Intrafusal cross-bridge dynamics shape history-dependent muscle spindle responses to stretch.
Exp Physiol
; 109(1): 112-124, 2024 01.
Article
em En
| MEDLINE
| ID: mdl-37428622
Computational models can be critical to linking complex properties of muscle spindle organs to the sensory information that they encode during behaviours such as postural sway and locomotion where few muscle spindle recordings exist. Here, we augment a biophysical muscle spindle model to predict the muscle spindle sensory signal. Muscle spindles comprise several intrafusal muscle fibres with varied myosin expression and are innervated by sensory neurons that fire during muscle stretch. We demonstrate how cross-bridge dynamics from thick and thin filament interactions affect the sensory receptor potential at the spike initiating region. Equivalent to the Ia afferent's instantaneous firing rate, the receptor potential is modelled as a linear sum of the force and rate change of force (yank) of a dynamic bag1 fibre and the force of a static bag2/chain fibre. We show the importance of inter-filament interactions in (i) generating large changes in force at stretch onset that drive initial bursts and (ii) faster recovery of bag fibre force and receptor potential following a shortening. We show how myosin attachment and detachment rates qualitatively alter the receptor potential.
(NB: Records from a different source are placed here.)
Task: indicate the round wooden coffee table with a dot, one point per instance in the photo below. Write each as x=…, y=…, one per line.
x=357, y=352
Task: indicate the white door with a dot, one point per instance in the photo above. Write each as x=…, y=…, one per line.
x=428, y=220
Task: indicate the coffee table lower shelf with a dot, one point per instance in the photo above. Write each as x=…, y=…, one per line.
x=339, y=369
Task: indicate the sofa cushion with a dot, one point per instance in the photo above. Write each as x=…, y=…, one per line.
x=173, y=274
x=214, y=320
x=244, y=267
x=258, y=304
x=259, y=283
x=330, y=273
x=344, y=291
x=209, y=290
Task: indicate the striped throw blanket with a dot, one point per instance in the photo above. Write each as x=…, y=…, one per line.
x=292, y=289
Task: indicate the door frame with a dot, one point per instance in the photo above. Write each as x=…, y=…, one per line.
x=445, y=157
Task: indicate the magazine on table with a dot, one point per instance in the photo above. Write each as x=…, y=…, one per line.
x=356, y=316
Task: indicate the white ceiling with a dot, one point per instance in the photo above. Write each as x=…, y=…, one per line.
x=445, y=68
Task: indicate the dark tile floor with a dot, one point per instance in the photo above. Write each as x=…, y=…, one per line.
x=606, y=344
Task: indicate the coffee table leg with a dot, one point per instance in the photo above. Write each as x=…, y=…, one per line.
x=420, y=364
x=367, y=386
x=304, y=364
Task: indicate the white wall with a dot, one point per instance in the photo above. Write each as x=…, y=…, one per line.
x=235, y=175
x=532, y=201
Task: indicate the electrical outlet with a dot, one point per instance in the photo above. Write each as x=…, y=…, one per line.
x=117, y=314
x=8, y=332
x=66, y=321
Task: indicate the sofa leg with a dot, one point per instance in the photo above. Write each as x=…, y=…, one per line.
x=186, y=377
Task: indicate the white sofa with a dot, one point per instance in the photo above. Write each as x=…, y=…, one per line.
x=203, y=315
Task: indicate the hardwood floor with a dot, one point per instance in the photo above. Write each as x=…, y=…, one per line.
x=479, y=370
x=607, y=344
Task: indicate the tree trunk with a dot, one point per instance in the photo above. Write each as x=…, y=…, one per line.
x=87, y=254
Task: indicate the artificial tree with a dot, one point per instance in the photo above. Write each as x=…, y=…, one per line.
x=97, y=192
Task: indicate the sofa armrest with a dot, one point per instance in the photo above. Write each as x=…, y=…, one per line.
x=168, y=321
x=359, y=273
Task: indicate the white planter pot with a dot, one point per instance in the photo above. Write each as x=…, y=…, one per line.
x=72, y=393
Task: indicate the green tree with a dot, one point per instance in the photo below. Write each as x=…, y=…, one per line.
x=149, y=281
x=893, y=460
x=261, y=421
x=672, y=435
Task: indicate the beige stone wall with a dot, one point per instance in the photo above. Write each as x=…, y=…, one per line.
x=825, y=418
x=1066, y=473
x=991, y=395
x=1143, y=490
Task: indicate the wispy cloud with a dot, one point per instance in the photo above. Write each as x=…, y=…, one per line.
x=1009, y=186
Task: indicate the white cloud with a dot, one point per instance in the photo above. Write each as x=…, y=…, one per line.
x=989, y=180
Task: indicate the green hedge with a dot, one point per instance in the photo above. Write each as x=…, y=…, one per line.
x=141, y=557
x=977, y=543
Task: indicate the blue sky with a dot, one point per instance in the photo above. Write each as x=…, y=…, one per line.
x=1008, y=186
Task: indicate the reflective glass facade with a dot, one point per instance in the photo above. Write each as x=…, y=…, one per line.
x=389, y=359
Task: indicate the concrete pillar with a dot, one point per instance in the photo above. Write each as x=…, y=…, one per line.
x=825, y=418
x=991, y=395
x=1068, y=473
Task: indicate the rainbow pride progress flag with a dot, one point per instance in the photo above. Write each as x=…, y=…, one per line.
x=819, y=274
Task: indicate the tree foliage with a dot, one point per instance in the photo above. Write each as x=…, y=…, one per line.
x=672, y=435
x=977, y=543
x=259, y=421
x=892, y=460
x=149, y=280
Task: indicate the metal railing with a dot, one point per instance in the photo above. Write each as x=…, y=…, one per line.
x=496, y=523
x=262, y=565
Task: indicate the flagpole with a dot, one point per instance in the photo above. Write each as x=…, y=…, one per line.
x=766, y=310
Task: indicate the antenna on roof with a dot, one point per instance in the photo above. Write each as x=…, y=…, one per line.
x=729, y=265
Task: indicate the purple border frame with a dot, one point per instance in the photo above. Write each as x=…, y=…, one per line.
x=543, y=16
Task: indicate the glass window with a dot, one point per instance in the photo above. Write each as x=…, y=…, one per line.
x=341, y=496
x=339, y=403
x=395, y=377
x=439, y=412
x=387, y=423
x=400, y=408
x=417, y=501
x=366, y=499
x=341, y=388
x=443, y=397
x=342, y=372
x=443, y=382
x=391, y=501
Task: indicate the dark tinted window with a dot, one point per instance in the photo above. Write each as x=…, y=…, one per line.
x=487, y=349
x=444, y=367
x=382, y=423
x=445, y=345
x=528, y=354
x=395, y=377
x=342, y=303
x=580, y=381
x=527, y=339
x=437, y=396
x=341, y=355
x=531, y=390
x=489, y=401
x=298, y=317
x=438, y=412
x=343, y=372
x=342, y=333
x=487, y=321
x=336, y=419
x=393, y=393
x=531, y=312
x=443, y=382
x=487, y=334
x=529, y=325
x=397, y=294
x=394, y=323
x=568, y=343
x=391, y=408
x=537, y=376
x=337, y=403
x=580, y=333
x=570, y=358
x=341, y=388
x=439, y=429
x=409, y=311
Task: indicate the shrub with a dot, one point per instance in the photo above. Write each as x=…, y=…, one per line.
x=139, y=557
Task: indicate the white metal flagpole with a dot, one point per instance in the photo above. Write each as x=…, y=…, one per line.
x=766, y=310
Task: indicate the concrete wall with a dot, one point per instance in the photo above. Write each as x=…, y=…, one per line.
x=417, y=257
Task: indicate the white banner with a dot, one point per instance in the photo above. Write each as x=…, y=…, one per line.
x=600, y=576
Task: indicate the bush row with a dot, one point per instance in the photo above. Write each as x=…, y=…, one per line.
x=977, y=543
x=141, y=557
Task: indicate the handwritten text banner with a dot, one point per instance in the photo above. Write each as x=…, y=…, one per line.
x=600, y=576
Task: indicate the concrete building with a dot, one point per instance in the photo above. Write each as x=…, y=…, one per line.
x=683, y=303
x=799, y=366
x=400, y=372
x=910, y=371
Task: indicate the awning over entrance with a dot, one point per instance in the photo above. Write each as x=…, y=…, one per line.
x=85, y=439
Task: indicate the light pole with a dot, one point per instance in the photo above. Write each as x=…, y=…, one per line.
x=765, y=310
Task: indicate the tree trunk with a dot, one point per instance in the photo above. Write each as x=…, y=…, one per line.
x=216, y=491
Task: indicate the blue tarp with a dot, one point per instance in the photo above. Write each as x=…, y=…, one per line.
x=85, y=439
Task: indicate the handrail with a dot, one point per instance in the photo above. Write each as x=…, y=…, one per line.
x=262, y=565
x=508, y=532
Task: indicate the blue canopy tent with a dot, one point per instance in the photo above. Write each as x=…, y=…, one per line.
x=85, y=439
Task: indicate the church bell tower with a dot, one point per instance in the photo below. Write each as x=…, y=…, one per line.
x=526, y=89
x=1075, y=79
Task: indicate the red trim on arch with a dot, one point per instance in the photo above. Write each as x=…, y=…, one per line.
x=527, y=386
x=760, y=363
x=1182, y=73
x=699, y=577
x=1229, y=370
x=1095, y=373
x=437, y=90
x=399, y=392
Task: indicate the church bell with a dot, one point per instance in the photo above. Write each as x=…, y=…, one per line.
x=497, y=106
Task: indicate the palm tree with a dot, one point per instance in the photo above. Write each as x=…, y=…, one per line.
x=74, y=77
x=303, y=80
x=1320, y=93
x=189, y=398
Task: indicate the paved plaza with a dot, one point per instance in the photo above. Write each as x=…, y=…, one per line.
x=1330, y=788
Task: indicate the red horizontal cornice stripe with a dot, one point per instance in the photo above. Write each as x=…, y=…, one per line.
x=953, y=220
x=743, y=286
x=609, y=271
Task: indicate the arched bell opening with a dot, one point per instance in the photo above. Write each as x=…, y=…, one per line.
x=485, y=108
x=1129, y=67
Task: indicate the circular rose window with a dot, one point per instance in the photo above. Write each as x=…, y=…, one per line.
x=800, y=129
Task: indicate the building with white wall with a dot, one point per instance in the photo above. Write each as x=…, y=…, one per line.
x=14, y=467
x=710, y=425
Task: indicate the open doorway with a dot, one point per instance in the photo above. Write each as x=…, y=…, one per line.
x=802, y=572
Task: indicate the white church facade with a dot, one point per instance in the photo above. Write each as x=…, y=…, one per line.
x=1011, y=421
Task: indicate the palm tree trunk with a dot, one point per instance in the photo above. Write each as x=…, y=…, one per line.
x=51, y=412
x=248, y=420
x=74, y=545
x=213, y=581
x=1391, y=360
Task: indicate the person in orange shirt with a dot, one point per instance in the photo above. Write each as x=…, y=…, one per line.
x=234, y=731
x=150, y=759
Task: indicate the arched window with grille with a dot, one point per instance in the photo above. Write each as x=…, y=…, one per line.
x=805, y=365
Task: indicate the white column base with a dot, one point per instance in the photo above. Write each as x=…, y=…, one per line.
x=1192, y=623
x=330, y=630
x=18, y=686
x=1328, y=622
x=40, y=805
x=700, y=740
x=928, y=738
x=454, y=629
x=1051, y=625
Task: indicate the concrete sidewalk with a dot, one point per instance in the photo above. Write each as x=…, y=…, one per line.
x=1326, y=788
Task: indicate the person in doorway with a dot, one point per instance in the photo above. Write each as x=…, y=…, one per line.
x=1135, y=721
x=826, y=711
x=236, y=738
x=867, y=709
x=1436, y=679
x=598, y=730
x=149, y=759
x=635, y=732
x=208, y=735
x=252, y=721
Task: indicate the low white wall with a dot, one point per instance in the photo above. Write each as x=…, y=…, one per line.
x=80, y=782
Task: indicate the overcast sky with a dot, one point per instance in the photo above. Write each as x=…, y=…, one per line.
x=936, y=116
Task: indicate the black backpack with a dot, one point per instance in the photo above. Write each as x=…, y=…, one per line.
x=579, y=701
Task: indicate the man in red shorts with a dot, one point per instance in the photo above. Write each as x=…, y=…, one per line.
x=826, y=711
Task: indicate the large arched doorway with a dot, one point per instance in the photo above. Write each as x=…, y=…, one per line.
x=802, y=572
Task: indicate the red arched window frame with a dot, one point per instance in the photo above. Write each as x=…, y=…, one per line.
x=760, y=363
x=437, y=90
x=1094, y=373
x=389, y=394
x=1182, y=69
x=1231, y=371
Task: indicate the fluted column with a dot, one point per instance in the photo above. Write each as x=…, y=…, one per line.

Finally, we show the effect of faster recovery of receptor potential on cyclic stretch-shorten cycles. Specifically, the model predicts history-dependence in muscle spindle receptor potentials as a function of inter-stretch interval (ISI), pre-stretch amplitude and the amplitude of sinusoidal stretches. This model provides a computational platform for predicting muscle spindle response in behaviourally relevant stretches and can link myosin expression seen in healthy and diseased intrafusal muscle fibres to muscle spindle function.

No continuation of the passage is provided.